On the other side of the bay stood the huge old fort of Sáo Miguel which was closed to the public as it housed the headquarters of the Portuguese Army. I walked north along the mainland, one day, to another fort, Sáo Pedro da Barra which was well preserved with its iron canons still guarding the mouth of the bay from attack.
Everywhere were little black kids coming to try to shine ones shoes or beg a few centavos. Car drivers were all insane and pedestrians dodged traffic for their lives. Taxis were a fair mix of Mercedes and Peugeots, painted black with lime green roofs, and fares were very reasonable.
From a visit to the South African Consul on Avenida Paulo Diaz Novais, I got the names and addresses of the offices of various shipping lines as I had intended to get to Europe by ship, if possible. Shops shut from noon until 15h00 for a siesta, so, working around that, I visited a few to see if I could get to England by Christmas as I wanted to celebrate with bro’ Richard and my Uncle and Aunts at Donnington Brewery, but all would arrive in Europe too late. There was the Holland Afrika Line’s Senegalkust which would get to Rotterdam on the 31st December, costing £157, Lloyd-Triestino Line’s Afrika, getting to Barcelona for £91 or Trieste for £97. Later, I wished that I had gone by sea, regardless of the late arrival, but instead I opted for a flight to Lisbon for R198 (£99) which would leave on the Monday, giving me only three days to enjoy the city.
Following in the footsteps of Hemingway and others, I decided that my horizons should be broadened by a visit to a brothel. There was nothing appropriate in my Portuguese Phrasebook so I improvised. Approaching a taxi driver, I asked him to take me to the House of Women.
He said, ‘Ah, you want fukki-fukki!’
This, I suppose, summed it up pretty well. I don’t suppose he noticed that I turned beetroot, but off we went, out of the city. Here, there were no street lights, so I was expecting to get mugged at any moment. At length, he stopped at a blank wall with a single door, got out and rapped loudly. After a little wait, a panel was opened and a disembodied voice exchanged a few words with the driver.

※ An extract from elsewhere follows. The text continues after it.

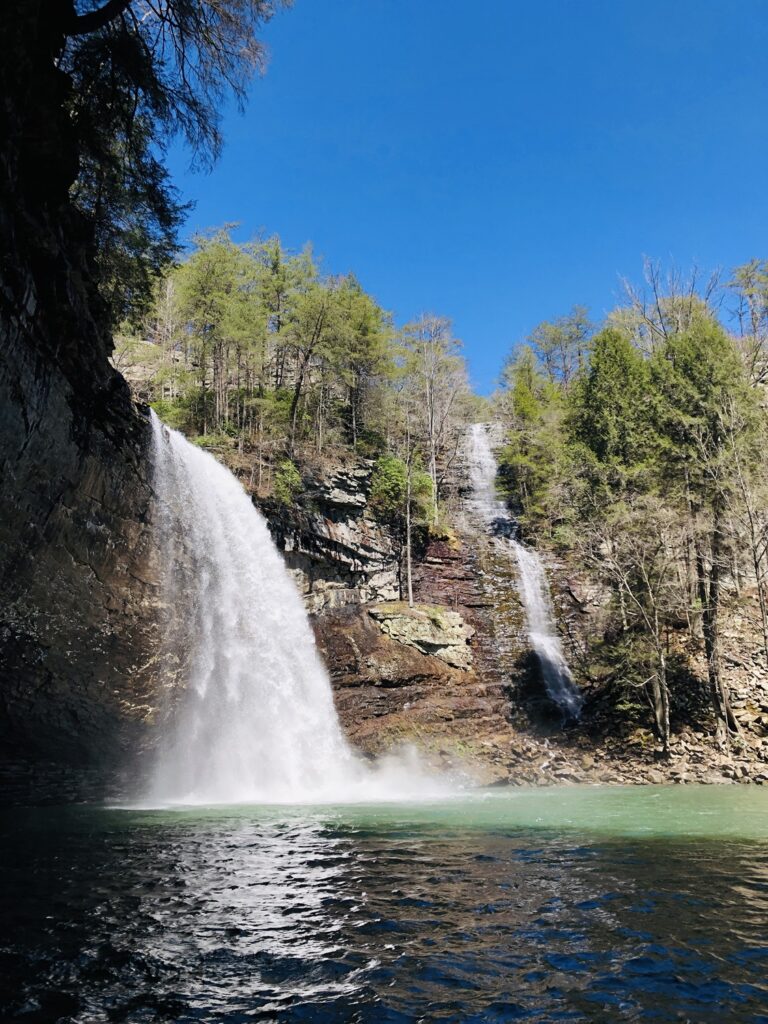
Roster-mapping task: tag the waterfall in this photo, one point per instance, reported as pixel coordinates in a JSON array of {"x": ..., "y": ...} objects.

He said to me, ‘You come to Casa Blanca! I wait.’
The wall enclosed a bungalow in a tangle of tropical gardens. I followed somebody to the front door and was ushered into a hall and told to wait. I was too nervous to take much notice of my surroundings except that there were lots of pot plants. There was a bit of shouting from off-stage then after a while I was led by the Madame to a lounge where four or so painted white women sat in upright chairs against the walls clutching patent-leather handbags, eyeing me with plastic smiles. Madame told me to take my pick in the same broken English as the taxi driver and the same choice of words.
Dry mouthed, I gestured at the youngest and her smile warmed up a bit. We went off down a corridor to a bedroom. No, this is not a porn blog, so that’s all the detail you’ll get. Wait for my steamy novels, maybe.
Her name was Maria; she was twenty two, from Portugal. Don’t laugh, but there was a visitors book where I gave my P. O. Box Swakopmund address. (In February, in the UK, I received a forwarded photo of Maria, dressed!) In the end I paid more for the waiting taxi who delivered me back to my hotel, unmugged, than I did for Maria. But the whole intriguing experience was well worth it. Innocence may be bliss, but it can also be quite scary. I only realized later that Casa Blanca probably referred to the colour of the girls rather than the building. Being a pale South African, I wonder what my reaction would have been if I had been taken to a Casa Preta?
The flight in the red and white TAP Airlines Boeing 707 to Lisbon left at about 21h30, Monday evening. Even this was a brand new experience, so my diary lists everything from the safety demo, altitude and airspeed to descriptions of the aircrew and even the toilets!